15:26 Some believe the horrible heresy "he bore the wrath for me" or "on the Cross, God poured out His wrath on Jesus" ... that's pretty much agreeing with the actual scoffers at Calvary and the scoffers prophecied in Isaias 53. I'm very glad to have got out of the Protestant world before I was fully aware of this.
Not sure that I was totally unaware of it, back in Austria, but if "das Schlimmst wo paschiert isch un das Schönst wor paschirt isch" affirmed it (I don't have that recording and haven't had it for years), I know Catholic iconography of the Crucifixion clearly mirrored Matthew 3:17 (and Romans 6:4 suggests it should). I know I loved those baroque Church paintings even back then.
19:13 They would typically quote Pope Gregory XVI.
Now, it may be important in this context to note, I hope it is, that Gregory XVI mainly had experience with European Protestant confessions which in his day were:
- not excommunicating Freemasons
- not believing the Bible (Cuvier's denial of Biblical chronology was not a French Catholic thing, he was a Protestant, and in Napoleon's time part of the Protestant consistory)
- not fasting
- uniformly cessationist (if they even believed the Biblical miracles had happened at all back then)
- clearly prior to for instance Asuza Street revival and similar.
In other words, he would have been speaking of the things that this still-Fundie Exvangelical gone Lutheran found shocking in Swedish Lutherans (by now that includes acceptance of female clergy, because following the example of Jesus chosing only men is not that important, not believing in Hell, not thinking abortion should be banned, not thinking contraceptives are sinful to use ...).
Also, most Protestants in his day were not Abolitionists against slavery, Wilberforce was Evangelical, a minority within Anglicans, his most famous son who took a debate with Huxley was a High Church Anglican (somewhat Catholicising, that was after Gregory XVI), two other of his sons converted to Catholicism. Gregory XVI was basically an abolitionist, though he did not formally deny Southrons had a right to keep the slaves they already had, as long as slavery was not abolished in due legal process.

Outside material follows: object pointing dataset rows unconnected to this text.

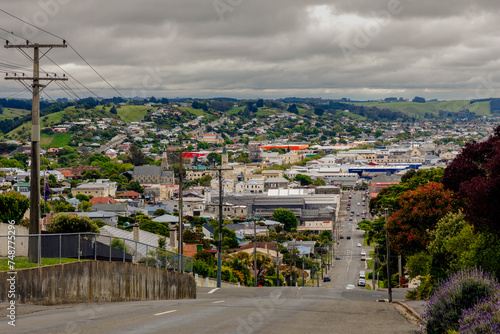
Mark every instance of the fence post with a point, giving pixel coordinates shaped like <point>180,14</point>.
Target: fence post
<point>60,236</point>
<point>79,240</point>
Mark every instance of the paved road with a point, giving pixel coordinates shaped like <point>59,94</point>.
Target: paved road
<point>228,310</point>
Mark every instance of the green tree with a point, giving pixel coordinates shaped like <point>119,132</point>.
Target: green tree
<point>420,211</point>
<point>137,156</point>
<point>119,244</point>
<point>66,223</point>
<point>82,197</point>
<point>319,182</point>
<point>212,158</point>
<point>13,206</point>
<point>304,180</point>
<point>159,212</point>
<point>286,217</point>
<point>229,239</point>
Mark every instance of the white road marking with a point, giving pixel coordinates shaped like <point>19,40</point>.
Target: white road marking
<point>171,311</point>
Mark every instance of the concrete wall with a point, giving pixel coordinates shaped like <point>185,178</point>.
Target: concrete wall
<point>97,281</point>
<point>21,242</point>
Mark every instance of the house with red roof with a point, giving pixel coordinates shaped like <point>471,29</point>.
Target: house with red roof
<point>130,195</point>
<point>102,200</point>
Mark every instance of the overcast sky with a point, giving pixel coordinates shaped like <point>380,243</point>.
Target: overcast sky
<point>360,49</point>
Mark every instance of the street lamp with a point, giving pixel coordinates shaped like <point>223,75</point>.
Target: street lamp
<point>388,247</point>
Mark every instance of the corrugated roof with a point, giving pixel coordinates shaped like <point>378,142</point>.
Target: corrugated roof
<point>151,239</point>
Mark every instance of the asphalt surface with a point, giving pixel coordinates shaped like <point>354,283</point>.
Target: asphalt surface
<point>227,310</point>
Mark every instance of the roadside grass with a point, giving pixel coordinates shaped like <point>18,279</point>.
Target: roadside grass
<point>23,263</point>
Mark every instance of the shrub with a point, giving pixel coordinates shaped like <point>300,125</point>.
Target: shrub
<point>482,318</point>
<point>66,223</point>
<point>461,291</point>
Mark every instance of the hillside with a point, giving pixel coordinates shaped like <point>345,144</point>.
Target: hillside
<point>127,114</point>
<point>418,110</point>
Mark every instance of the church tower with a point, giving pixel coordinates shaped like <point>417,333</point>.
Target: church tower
<point>224,159</point>
<point>164,160</point>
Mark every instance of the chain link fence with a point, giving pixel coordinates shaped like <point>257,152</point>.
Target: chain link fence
<point>91,246</point>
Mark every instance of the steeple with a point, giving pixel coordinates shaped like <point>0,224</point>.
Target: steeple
<point>224,158</point>
<point>164,159</point>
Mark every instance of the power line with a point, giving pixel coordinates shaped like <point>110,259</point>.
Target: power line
<point>1,10</point>
<point>79,55</point>
<point>72,76</point>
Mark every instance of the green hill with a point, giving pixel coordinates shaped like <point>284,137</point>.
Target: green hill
<point>418,110</point>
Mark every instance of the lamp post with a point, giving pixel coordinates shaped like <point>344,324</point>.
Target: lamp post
<point>388,247</point>
<point>255,251</point>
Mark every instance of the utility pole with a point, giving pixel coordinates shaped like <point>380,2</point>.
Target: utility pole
<point>255,251</point>
<point>181,207</point>
<point>219,253</point>
<point>33,245</point>
<point>303,275</point>
<point>388,247</point>
<point>277,267</point>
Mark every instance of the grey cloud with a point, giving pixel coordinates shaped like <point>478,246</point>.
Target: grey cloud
<point>270,48</point>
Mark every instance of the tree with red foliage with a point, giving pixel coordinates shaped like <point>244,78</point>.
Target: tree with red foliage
<point>475,175</point>
<point>419,212</point>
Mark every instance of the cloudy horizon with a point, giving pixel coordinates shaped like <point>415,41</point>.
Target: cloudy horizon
<point>260,49</point>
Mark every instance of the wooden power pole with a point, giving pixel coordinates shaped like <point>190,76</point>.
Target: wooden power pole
<point>36,88</point>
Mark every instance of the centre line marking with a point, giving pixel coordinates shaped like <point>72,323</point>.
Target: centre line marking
<point>171,311</point>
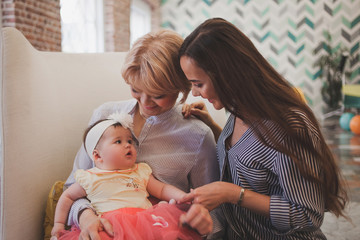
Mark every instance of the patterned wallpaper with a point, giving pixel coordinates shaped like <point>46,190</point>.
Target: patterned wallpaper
<point>285,31</point>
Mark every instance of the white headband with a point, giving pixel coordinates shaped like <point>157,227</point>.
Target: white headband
<point>95,133</point>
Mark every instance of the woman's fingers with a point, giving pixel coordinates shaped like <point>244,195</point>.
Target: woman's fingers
<point>198,218</point>
<point>189,197</point>
<point>107,226</point>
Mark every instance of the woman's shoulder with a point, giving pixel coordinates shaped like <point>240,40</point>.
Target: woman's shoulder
<point>196,125</point>
<point>301,121</point>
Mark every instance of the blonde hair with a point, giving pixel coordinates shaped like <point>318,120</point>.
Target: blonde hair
<point>153,64</point>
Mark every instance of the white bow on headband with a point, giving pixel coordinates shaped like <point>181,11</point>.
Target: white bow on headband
<point>95,133</point>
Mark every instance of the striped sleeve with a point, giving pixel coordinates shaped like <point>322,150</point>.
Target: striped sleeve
<point>301,206</point>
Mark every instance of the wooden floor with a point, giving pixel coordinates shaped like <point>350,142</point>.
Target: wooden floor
<point>346,148</point>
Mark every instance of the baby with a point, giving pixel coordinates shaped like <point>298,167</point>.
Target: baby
<point>118,188</point>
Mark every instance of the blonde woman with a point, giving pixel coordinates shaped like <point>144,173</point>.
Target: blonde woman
<point>180,152</point>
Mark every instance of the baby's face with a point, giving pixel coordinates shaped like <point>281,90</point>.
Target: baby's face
<point>116,149</point>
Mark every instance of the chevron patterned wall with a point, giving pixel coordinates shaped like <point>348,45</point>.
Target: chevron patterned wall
<point>285,31</point>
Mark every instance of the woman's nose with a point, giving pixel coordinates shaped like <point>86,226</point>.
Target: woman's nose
<point>194,92</point>
<point>145,98</point>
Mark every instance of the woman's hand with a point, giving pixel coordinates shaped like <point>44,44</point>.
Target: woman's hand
<point>198,218</point>
<point>56,230</point>
<point>199,110</point>
<point>210,195</point>
<point>90,225</point>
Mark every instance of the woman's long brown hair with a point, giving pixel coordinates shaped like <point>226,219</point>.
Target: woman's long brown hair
<point>251,89</point>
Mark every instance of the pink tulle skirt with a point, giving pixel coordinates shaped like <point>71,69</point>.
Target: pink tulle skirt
<point>158,222</point>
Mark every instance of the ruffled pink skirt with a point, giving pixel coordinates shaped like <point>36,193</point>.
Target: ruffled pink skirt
<point>158,222</point>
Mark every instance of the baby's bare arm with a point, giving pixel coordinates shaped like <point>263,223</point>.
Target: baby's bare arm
<point>67,198</point>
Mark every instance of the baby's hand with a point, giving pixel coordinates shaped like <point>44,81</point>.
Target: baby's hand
<point>58,227</point>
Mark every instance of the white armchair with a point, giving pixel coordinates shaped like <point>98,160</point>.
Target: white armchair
<point>47,99</point>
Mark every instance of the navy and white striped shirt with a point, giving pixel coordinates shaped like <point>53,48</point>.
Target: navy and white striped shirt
<point>296,205</point>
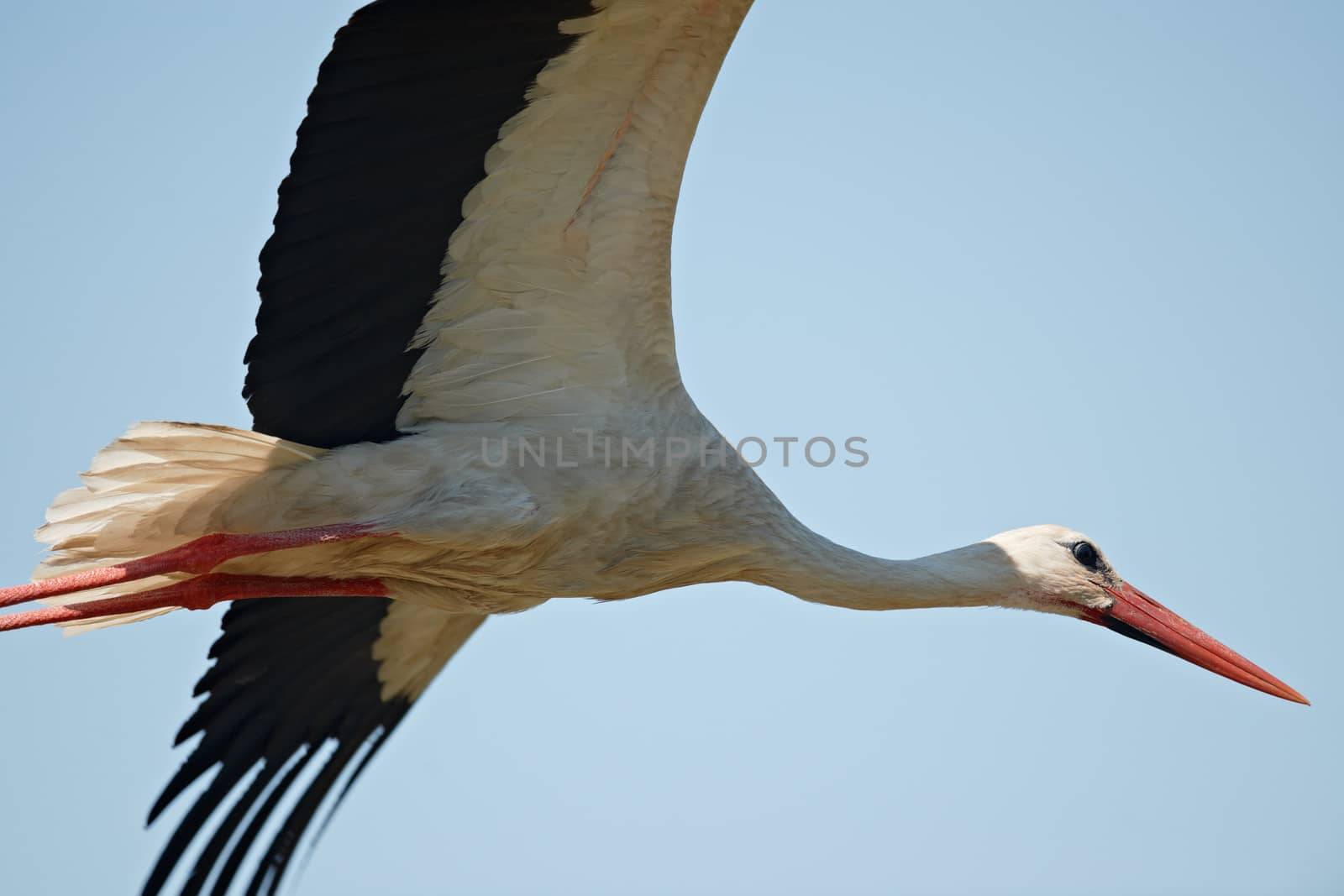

It may also be noted that these guys who do quote Gregory XVI are often replying to Protestants in the Latin American world, which are in near total unanimity that Catholics are not Christians. You see, they involve Brazilians.
As this video of yours is over a year old, did you make that video?
19:37 "cannot be accused of the sin involved in the separation"
At birth, obviously not.
Once they grow up, they may get to know sufficient to convert and then proceed to convert, as I did, or they may not get to know sufficient and not convert, and in both cases they are not liable to such an accusation. B U T some may actually learn sufficient to convert, yet not convert, and indeed dig into very bad theology ("he bore the wrath for me"—"Catholics are superstitious for having exorcists, Jesus didn't really drive out demons, but adapted himself to superstitions of his time"—"Paulicians were true Christians and the risen body is not physical, so cannot be present in heaven and bilocated in the Eucharist, and no longer has Mary for mother" and so on) and very bad history ("death cookie"—"the Vatican founded Islam"—"the Vatican told Ustashi to kill Serbs"—"Pope St. Gregory the Great in his letters told Frankish monarchs the efficacy of relics depended on their paying them well" ... the latter two found in works by Avro Manhattan—of Jewish extraction—and believed not just by Protestant Jack Chick fans, but also by some Serbian Orthodox) or contemporary news ("the Illuminati are run by the Vatican") in order to motivate the refusal to convert, and in those cases, they kind of do take on guilt as the original Reformers had.
I do not share the opinion of the supposed Council Fathers that grave guilt on the Catholic side played a major role actually. Read Belloc on how he explained the English Reformation (he wrote several volumes of English history, volume I involves Rome, Anglo-Saxons and I think Medieval England, so probably volume II).